Джимми велел мне укрыться от насекомых.
— Подол-то задери и голову накрой, только чтоб дышать можно было.
Чуть наклонившись вперед, я натянула на голову юбку, замкнулась в собственной тьме, душной и безопасной.
Звуки внешнего мира стали теперь глуше, но все так же четко ощущался мною неустанный, неослабный ритм: гребок весла, минутное плавное скольжение, подводящее к новому гребку. Ритм этот отдавался в голове, подчиняя себе темноту сознания.
Так прошло время, пока впереди не раздались какие-то крики, шум. Опустив подол, я вгляделась. Впереди высилась темная тень холма, а над ней — красноватые костры. Похоже, это был остров и крики доносились оттуда.
— Сорок второй прибыл! — прокричал голос с первой пироги.
Джимми, сделав несколько сильных гребков, нагнал первую пирогу.
— Вон там, — сказал он мне.
— Что там ? — спросила я.
Он махнул веслом, указывая.
— Там он прячется, — сказал Джимми, — там, подальше… И ждет, как будто знает.
На берегу возле костров копошились две-три фигуры. Свет от костров отражался в воде.
— Ждет, — продолжал Джимми, — словно знает, что мы вернемся.
Теперь две пироги плыли рядом, вровень друг с другом. Потом нос пироги мягко ткнулся в илистый берег. Из темноты возник человек с винтовкой в руке, другой рукой он подтянул лодку на сушу.
— Вылезайте, — сказал он.
Вылезая, я разглядела его. Это был цветной, мулат, с истомленным болезненным лицом, в панаме, красной рубахе, куртке и штанах, засунутых в голенища, как мне показалось, кавалерийских сапог.
Джимми тоже вылез.
— Давно ты здесь? — спросил он.
— С час, наверное, — ответил мулат.
— Как он? — спросил Джимми, неопределенно кивнув в сторону темных силуэтов, в которых я постепенно различила хижины.
— Помаленьку, — сказал мулат и повернулся. — Он велел, чтобы ты к нему шла, — произнес он.

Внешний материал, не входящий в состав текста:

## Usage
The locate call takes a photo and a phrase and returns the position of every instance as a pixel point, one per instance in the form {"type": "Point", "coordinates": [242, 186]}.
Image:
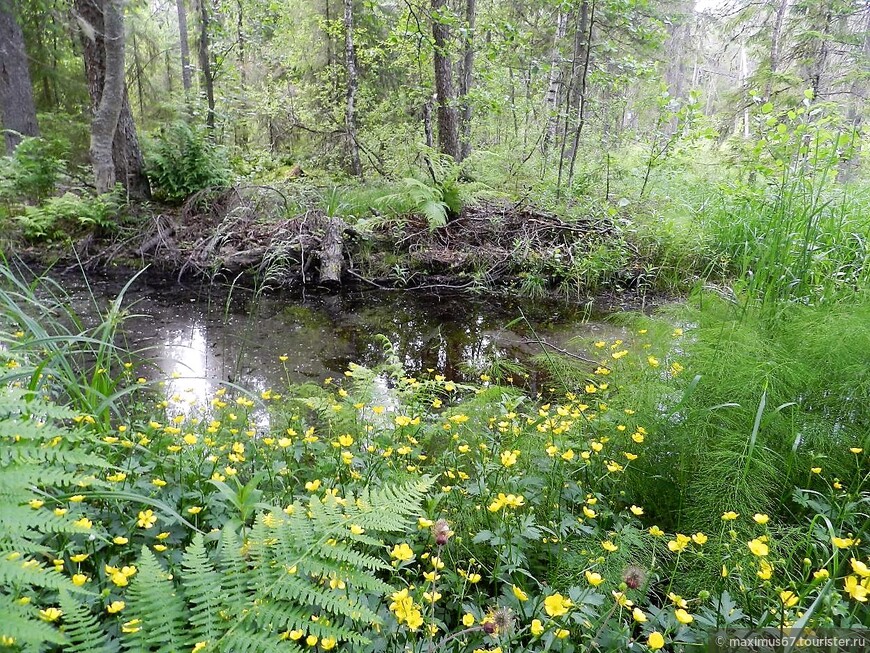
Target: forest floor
{"type": "Point", "coordinates": [253, 231]}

Я не знала, идти ли, и, наверное, бросила вопросительный взгляд на Джимми.
— Давай-ка иди, — сказал Джимми. — Велел идти, так иди от греха подальше.
— Он здесь, в самой ближней, — сказал больной мулат.
Я направилась к ближайшей хижине. Чтобы пройти ко входу, мне надо было миновать костер, возле которого за завесой из дыма копошились еще трое в красных мундирах. Когда я проходила, они провожали меня взглядом.
Хижина была небольшая, круглая, девять — десять футов в диаметре, покосившаяся, по форме похожая на эскимосское иглу, только не из снега. В душной безвоздушной этой ночи я приблизилась к хижине, крытой мхом и пальмовыми листьями, частью подгнившими, превратившимися в труху, и даже в полутьме я могла разглядеть, что двери в хижине не было — просто внизу была проделана дырка и занавешена какой-то дерюгой — дерюгой новенькой, видно, прихваченной в момент бегства.
Я не сразу решилась нырнуть в эту занавешенную дерюгой дыру. Позади меня раздалось шевеление. Это был Джимми. Он сунул мне что-то в руки.
— Возьми-ка, — сказал он.
Это был потайной фонарь. Я взяла его.
— Свет-то открой, — сказал он.
Наклонившись, я отвела в сторону дерюжную занавеску и вошла.
Фонарь сначала осветил лишь земляной, прибитый пол, кривую стену, доски, потолок из пальмовых листьев. Я качнула фонарь и увидела его. Он полусидел на походной раскладной койке, на нем была распахнутая белая рубашка, обнажавшая забинтованные руку и плечо. По лицу его струился пот, и, помаргивая, он глядел на меня, а вернее, туда, откуда падал свет, скрывавший от него мою фигуру. Я машинально направила на него фонарь.
Он сказал:
— Значит, ты осталась ждать?
— Да, — ответила я.
— Убери от меня свет, — сказал он.
Я послушно качнула фонарем в другую сторону. Увидела стол — перевернутый патронный ящик, а на нем жестяную кружку.
— Чуть на тот свет они нас не отправили, — сказал он.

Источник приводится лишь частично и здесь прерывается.